I need simple and easy. I need something as disorganized but inspiring and fun as…well, I want to be. It’s not because I am too forgetful or stupid to follow a list. Absolutely not (my teen may differ with that observation). I just don’t like rules and people telling me that this is the only or best way to reach your goal of success. Granted, for the most part, there are a few things you really must do as a writer or you’ll never actually be a writer. Like write every day as much as possible and focus on improving. But when people tell me I just have to spend ridiculous hours on facebook, twitter, or blogging. Hours that interfere with my writing process. I say – um, no. And when they tell me a certain method is the best way to achieve a marketable manuscript, I don’t believe it.

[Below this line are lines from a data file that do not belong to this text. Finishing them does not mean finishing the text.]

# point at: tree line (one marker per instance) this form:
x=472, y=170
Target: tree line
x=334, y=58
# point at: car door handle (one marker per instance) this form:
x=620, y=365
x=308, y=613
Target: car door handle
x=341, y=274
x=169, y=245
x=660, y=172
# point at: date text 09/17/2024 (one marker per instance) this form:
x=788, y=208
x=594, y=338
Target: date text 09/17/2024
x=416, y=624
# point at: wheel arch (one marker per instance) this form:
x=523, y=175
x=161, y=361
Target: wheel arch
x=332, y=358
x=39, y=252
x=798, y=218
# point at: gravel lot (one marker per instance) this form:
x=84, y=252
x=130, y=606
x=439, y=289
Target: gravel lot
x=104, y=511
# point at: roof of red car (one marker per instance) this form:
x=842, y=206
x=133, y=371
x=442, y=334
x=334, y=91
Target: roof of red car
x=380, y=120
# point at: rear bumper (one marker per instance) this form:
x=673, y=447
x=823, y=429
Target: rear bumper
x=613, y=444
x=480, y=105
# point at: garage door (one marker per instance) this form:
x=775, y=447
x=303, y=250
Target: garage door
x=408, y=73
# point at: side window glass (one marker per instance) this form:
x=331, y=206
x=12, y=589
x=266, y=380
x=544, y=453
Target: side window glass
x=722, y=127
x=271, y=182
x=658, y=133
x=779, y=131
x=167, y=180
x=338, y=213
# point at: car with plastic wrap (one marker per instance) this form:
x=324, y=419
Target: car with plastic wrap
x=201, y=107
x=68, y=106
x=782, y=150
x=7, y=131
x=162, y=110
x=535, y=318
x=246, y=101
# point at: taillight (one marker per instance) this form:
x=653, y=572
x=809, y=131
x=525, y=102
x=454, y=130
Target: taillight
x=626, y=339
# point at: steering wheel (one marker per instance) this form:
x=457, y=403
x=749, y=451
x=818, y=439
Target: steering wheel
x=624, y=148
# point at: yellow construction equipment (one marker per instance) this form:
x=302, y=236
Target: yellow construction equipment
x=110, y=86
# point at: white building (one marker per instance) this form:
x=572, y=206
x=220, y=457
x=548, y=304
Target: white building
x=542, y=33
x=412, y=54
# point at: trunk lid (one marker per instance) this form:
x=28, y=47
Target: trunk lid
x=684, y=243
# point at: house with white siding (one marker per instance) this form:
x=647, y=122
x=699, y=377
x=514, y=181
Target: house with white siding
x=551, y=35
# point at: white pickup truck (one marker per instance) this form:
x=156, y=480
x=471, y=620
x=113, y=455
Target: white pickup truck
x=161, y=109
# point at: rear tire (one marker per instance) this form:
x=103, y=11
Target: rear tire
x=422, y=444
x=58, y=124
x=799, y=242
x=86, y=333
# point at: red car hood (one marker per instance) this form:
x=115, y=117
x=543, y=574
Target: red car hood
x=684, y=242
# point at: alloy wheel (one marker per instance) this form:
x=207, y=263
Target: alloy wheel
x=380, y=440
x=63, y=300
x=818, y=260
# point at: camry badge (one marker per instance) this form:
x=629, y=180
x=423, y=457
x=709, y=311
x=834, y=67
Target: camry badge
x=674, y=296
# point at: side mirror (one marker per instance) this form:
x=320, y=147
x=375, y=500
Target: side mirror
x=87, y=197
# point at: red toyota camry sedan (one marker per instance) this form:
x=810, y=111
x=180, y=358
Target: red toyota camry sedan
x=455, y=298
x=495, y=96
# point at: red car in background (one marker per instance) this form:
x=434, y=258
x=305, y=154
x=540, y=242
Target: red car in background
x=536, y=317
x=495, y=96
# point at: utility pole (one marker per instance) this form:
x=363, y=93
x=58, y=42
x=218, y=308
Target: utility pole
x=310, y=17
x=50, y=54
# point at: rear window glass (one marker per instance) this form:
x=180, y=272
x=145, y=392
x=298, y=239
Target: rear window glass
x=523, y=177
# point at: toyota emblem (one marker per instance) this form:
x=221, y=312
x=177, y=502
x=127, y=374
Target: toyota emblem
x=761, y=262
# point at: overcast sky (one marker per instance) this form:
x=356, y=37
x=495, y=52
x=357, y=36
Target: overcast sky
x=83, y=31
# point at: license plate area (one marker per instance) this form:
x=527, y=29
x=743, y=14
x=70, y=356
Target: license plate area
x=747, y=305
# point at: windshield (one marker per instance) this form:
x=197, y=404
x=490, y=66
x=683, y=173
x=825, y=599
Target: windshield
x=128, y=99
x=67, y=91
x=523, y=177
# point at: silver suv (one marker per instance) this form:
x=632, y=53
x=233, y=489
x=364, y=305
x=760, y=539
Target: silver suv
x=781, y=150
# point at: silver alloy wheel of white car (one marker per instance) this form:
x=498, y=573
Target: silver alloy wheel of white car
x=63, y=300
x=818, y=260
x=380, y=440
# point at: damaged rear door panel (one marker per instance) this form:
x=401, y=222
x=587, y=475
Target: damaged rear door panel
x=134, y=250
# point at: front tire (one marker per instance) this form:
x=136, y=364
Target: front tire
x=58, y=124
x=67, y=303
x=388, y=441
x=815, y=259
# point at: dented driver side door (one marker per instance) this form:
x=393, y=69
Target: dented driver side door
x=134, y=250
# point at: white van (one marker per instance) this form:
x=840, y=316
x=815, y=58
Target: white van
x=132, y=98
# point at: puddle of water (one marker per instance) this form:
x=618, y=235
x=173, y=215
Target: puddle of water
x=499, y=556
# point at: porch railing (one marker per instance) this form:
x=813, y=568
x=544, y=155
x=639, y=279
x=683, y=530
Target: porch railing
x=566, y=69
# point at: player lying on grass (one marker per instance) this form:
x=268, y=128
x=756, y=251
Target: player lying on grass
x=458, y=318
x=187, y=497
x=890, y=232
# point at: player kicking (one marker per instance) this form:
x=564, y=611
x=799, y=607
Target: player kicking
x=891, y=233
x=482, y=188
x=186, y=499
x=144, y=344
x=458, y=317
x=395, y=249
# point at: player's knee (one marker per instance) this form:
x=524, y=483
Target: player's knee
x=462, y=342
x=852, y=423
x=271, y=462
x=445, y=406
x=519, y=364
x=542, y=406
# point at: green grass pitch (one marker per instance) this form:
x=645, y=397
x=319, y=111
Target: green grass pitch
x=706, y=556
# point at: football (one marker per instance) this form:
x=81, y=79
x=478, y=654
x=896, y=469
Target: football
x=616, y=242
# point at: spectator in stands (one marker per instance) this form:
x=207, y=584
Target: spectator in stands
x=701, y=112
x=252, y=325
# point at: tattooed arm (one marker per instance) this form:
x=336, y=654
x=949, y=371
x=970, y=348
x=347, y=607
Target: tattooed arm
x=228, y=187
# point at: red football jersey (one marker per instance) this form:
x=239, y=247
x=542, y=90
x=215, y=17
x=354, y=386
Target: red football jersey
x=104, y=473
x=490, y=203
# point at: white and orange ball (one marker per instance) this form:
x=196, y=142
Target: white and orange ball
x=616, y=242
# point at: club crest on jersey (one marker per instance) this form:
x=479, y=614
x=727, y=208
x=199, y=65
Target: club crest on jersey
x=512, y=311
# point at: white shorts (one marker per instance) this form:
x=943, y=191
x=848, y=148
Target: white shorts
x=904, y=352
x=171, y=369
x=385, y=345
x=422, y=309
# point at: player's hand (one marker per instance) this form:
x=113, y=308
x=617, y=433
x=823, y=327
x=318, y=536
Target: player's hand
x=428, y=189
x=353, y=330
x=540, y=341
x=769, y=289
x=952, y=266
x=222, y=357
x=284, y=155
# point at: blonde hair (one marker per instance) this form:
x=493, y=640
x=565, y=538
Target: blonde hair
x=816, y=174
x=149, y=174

So, here’s a simple plotting tool that I absolutely love. It’s not really a tool, more like a bag or box of ideas to keep you moving. Try it and let me know what you think. If you currently carry a notebook (I use the notes on my Iphone and/or a paper pad) with you to jot down ideas as they pop into your head, this will work well for you because it just takes that one step further.

Grab a stack of sticky notes and a pen. Take those ideas you have and jot down a sentence or two on each note, then drop into a paper bag sorted by type (see below), envelope, box or other container. Every time you get a new idea, jot it down and add it to the stash. Concentrate on writing down new settings, new prompts or incidents that happen to your characters, character traits that you think would be fascinating. Don’t get detailed – do that when you start writing. Drop them in separate bags or stashes (labeled settings, situations, characters).

When you’re ready to write, grab notes from each and use those details to write the scene. It’s easy, quick, and works. As you weave these details into your story, you’ll then need to keep adding details as you go that develop the story along the same line.

For instance, I recently took a plane trip to a writing conference. On that plane, I had a nice conversation with a highly intelligent man that did forensic analysis. Smart, Accomplished, etc. but he had a nervous tick. I found that interesting. He apparently was very comfortable speaking in groups, but one on one in a crowded plane, he tended to blink or twitch as he talked. I put that in my box and intend to use it as I thought it rather charming.

On a family vacation, we decided to go “off-road” on our motorcycles several years ago.  We left the paved road and took a documented dirt road that crossed through the mountains in South Dakota. The sun was dropping and shadows were deep as we rounded the corners on this single vehicle path. A truck flashed around the corner, didn’t see our lead biker and tipped the back fender. Fortunately no one was hurt. My husband, the driver was accomplished enough to steady the vehicle without losing control. This gave me an idea for my box of situations. I’ve changed it up quite a bit –but I’m using it.

Do I use real people and situations in my books? NO. And you shouldn’t either unless it’s non-fiction. I take real people and situations and cull out things that are interesting to make new characters and settings. The real ones are simply the impetus for the idea. And quite frankly, there’s often a little bit of me in each character. It’s not possible for me to get into the POV of each one without expressing emotions that I am familiar with.

I have to admit that these little “bags of tricks” will only take you so far. You still need to keep all the details straight and develop your plot and subplot fully. For that, I transfer the notes on each character to a list that I refer back to.  Key points of the situations that will influence the story are either written down or committed to memory.

Since there are possibly as many styles of writing as there are writers, you have to choose what works best for you. Try this –if it works, use it. If not, there are a lot of other great methods available.